Se sensibiliser aux réalités des personnes proches aidantes LGBTQ+ avec Julien Rougerie
Crédit visuel : Courtoisie – Laetitia Clouzot
Entrevue réalisée par Charlie Correia – Journaliste
Le programme Famille choisie, lancé par la Fondation Émergence, sert à sensibiliser la population générale à la réalité des personnes proches aidantes (PPA) faisant partie de la communauté LGBTQ+. Julien Rougerie, formateur et spécialiste contenu à la Fondation Émergence, partage à La Rotonde sa vision du programme et son point de vue quant au manque de visibilité de ces PPA.
La Rotonde (LR) : Quelle est votre définition du terme « proche aidant.e » ?
Julien Rougerie (JR) : La proche aidance est un concept qui n’est toujours pas très bien connu. Les PPA sont celles qui accompagnent une personne en perte d’autonomie ou qui vit une situation nécessitant un accompagnement quotidien. Les PPA ont habituellement un lien affectif avec la personne qu’elles aident. Elles ne sont ni payées ni formées pour leur travail.

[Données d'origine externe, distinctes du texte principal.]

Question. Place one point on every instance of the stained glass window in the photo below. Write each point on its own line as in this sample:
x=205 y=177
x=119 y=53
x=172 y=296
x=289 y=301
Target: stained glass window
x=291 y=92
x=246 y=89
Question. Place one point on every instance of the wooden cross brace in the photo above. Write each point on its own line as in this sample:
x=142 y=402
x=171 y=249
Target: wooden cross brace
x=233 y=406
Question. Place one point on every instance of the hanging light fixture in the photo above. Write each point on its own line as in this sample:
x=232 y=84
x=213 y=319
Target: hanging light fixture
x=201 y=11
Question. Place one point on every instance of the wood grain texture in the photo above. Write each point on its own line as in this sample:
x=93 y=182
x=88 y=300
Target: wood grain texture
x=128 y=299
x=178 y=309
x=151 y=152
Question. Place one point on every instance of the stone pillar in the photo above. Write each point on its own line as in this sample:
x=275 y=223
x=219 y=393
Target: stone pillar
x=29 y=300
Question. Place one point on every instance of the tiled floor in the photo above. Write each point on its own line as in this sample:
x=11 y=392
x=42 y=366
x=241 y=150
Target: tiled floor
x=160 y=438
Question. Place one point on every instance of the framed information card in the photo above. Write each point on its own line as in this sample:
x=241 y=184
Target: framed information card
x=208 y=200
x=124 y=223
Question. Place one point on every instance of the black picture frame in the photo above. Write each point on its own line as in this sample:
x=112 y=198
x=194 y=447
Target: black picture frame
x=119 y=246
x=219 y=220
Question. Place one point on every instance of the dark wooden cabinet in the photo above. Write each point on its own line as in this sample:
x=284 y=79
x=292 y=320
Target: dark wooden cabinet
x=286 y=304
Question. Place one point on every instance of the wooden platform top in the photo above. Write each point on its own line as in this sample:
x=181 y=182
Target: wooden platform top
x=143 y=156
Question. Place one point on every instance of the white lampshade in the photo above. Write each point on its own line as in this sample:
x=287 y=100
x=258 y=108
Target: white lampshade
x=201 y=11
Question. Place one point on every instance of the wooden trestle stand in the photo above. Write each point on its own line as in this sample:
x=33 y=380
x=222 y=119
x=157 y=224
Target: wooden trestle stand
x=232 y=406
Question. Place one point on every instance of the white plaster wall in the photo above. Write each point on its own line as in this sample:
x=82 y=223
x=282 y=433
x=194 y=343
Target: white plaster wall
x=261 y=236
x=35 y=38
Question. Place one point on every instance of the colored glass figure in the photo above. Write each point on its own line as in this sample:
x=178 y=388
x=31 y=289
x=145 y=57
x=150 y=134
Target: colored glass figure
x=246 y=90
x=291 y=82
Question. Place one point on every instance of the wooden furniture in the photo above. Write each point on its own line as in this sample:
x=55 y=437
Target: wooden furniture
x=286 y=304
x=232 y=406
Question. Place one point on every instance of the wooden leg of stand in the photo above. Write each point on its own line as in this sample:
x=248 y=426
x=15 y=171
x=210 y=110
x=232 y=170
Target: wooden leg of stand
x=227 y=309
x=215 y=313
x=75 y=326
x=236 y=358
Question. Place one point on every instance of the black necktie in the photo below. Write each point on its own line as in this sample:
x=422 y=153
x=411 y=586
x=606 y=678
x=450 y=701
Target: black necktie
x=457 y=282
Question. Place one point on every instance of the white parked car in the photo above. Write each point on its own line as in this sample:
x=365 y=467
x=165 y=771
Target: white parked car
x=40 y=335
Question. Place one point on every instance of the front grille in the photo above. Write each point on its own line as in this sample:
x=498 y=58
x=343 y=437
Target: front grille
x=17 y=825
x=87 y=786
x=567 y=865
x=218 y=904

LR : Quelle est la réalité d’une personne proche aidante ?
JR : Les réalités sont souvent similaires entre les PPA : en raison de la lourde charge de travail, les PPA sont souvent épuisées. Elles peuvent également vivre des difficultés financières, puisqu’elles doivent parfois arrêter de travailler pour pouvoir prodiguer les soins nécessaires.
Lorsque nous ajoutons la dimension LGBTQ+ à ces conditions difficiles, les PPA sont davantage fragilisées. Les individus qui s’identifient comme faisant partie de la communauté LGBTQ+ sont déjà, à la base, plus vulnérables. Ces individus ne sont pas nécessairement toujours à l’aise de naviguer dans le système de la santé et des services sociaux, ou même dans les services d’aide en général, par crainte de ne pas être acceptés. L’inclusion de la diversité sexuelle et de genre demeure un obstacle pour les PPA qui s’identifient comme LGBTQ+.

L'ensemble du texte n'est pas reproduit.